By owning and operating her own company, Spigner is able to be there for her family while still maintaining an impressive lineup of clientele. “I feel very fortunate that I get to do work that I feel very confident in, that I love doing, and I get to work with a lot of different people. And I can manage to still have a lot of time to devote to my volunteer work and still have a lot of flexibility to be with my kids,” she said. “My days are very fluid. When I’m doing a meeting, I’m there for very long days, but when I’m not, I can have a conference call with a client in Switzerland in the morning, eat lunch with Colgate grads who are looking for jobs, and manage to be there for my kid’s soccer game in the afternoon.”

In addition to her VisionFirst work and volunteer projects, Spigner has served on Colgate’s Alumni Corporation Board for seven years and is currently the President. “People on the Alumni Board who I’ve gotten to work with are all such wonderful people; all are very different, across generations, across geographies, across professional choices and life choices… it’s such a wonderful group,” Spigner said.

As a student here, she never really thought twice about running for such a position after graduation. “When I graduated, I was a typical active Colgate grad in that I went to a lot of Colgate events and had a big circle of Colgate friends in Boston,” Spigner said. “But it was when I left my corporate job that I realized I needed something to anchor me. The more involved I got, the more connection I felt again to the University and really the more respect I felt for the people who run the University.”

Along with connection to the school, Spigner also expressed her feelings for a liberal arts education and the importance of taking advantage of all that Colgate has to offer. “Major in what excites you the most – enjoy the Liberal Arts! As I look back on it, I am such a believer in the liberal arts. Appreciate its employability and its value – don’t take [a class] because you think it’s your ticket to Wall Street or law school. It’s not the content of what you learn, it’s the process of how you learn it and how you can reflect on and apply it. People are not hiring you for the knowledge you bring, they’re hiring you for the potential you have. They want to be able to train you, to have you get along with other people in the company, and to be confident that you can interact with others.”

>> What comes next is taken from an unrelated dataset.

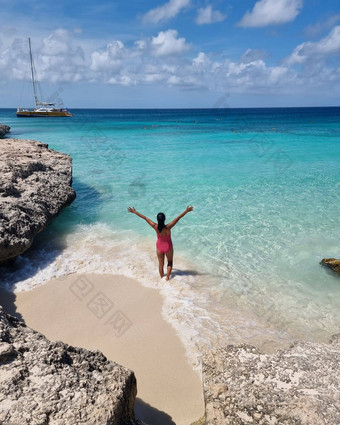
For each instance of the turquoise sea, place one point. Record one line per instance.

One way to gain potential as a candidate is to take time off and explore what the world has to offer you. “Once you’ve taken time away from the classroom, you get more out of school because you’ve had experiences beyond being a full-time student…you also appreciate it a lot more,” Spigner said. “Taking time off can teach you things you just can’t learn in the classroom – by being out in the world doing things.”

Whether students decide to take time off or not, Spigner highly advises that they stay in contact with their professors and take every possible graduate exam while still in “an academic mode.” Spigner was out of school for five years before she decided to go to NYU, but luckily her professors remembered her and offered to write her recommendations. “I was praying my teachers would remember me…here I was getting my psychology professor to write me a letter for business school, but that is the beauty of Colgate – your professors will remember you,” she said.

The best advice Spigner has to offer is for students panicked about landing the perfect job right out of college. “As a famous quote says, ‘follow your passion and the money will follow.’ Your first job out of college isn’t going to make you wealthy, but what you do, what you learn and how you look for the next opportunity over the long term – that’s what you will walk away with. Find a job that intrigues you, fascinates you, that you think you’ll learn from,” Spigner said.

Judging by her personal success both in and out of the professional sector, any advice from Spigner is advice worth heeding. She describes her career path as “winding,” and sometimes that’s the most exciting part about life. Like Spigner says, “There’s a long path ahead of you, and nothing is a mistake unless you are unhappy with doing it and you don’t make a change. Love what you do, because the more you like it, the better you’ll be at it.”